The postponement was “undoubtedly a good sign”, Nazanin’s husband, Richard Ratcliffe, said on Sunday. “The foreign secretary also met with Nazanin’s family last night to reassure them that Nazanin was a close concern, and that her case had been discussed in every meeting he held.
“I am expecting a fuller debrief from the Foreign Office on the foreign secretary’s efforts on Nazanin’s case once he returns from the region, either Monday or Tuesday.”
Ratcliffe said he and his family had been “watching closely with hope” during Johnson’s visit. Ratcliffe had hoped to join Johnson in Iran, but was not granted permission.
He added: “I said I thought that, if the foreign secretary had a good Saturday, we might have a good Sunday, with a court case postponed. And so it has come to pass. Today is one of the good days in the past 20 months.

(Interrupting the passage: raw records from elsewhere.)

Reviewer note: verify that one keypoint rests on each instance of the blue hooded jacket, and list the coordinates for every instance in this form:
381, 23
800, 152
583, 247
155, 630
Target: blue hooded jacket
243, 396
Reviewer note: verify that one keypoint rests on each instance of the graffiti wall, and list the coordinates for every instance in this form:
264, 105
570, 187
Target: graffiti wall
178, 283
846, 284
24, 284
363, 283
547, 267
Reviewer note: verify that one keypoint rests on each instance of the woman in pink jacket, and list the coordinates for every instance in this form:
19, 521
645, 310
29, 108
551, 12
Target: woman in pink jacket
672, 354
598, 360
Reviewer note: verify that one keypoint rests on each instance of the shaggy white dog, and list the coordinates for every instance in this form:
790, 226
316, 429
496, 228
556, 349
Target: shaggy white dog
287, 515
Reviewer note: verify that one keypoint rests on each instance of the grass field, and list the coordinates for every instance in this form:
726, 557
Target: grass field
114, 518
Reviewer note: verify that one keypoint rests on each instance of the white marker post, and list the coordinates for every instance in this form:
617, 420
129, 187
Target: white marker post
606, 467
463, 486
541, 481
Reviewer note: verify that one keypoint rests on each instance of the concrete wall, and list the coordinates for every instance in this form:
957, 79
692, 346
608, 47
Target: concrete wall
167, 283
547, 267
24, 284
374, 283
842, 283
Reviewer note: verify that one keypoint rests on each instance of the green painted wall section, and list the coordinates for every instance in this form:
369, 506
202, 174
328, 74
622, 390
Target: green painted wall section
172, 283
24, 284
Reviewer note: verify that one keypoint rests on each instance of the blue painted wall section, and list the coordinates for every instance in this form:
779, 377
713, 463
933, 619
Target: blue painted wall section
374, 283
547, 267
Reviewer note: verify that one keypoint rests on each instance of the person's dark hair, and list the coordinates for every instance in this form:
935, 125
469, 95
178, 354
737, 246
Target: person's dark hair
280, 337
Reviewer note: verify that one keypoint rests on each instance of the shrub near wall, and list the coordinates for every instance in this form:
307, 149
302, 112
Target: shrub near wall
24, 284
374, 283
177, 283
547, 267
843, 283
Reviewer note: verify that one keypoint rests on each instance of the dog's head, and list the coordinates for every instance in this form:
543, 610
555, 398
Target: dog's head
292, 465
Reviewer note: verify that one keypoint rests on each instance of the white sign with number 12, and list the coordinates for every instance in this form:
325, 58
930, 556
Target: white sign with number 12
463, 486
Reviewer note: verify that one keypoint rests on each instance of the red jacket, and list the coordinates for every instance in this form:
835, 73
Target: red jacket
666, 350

“This weekend we had our first ripple of freedom, with the postponement of Nazanin’s new court case.”
Last month, Zaghari-Ratcliffe underwent a health assessment to determine whether or not she was fit to remain in prison. Though the results are unknown, hope had been expressed that she might be released early, having served the minimum sentence required.
Her case was complicated, however, by the spectre of the impending court proceedings, which could end with five years being added to the sentence she is already serving, taking her total jail term to a decade.
“Of course, who knows what lies ahead, the past 20 months have had plenty of false turns – but my hope is that the ripple in the days ahead might become a full change of tide,” said Ratcliffe. “My hope today is as Nazanin once wrote, ‘Freedom feels one day closer, that Christmas dream remains’.”
He said that a month ago he was “cursing” Johnson. But he said the foreign secretary had been “as good as his word” thus far. “He did get to Iran, he did get there before her court case, and that did make a difference,” Ratcliffe said.
“Of course, one swallow doesn’t make a Christmas – Nazanin is not yet on a plane. But it is good to have at least a swallow in the sky.”
Zaghari-Ratcliffe was arrested in 2016 during a holiday visit to show her baby daughter Gabriella to her parents. She has worked for BBC Media Action and Thomson Reuters Foundation, the news agency’s charitable arm, though not as a journalist.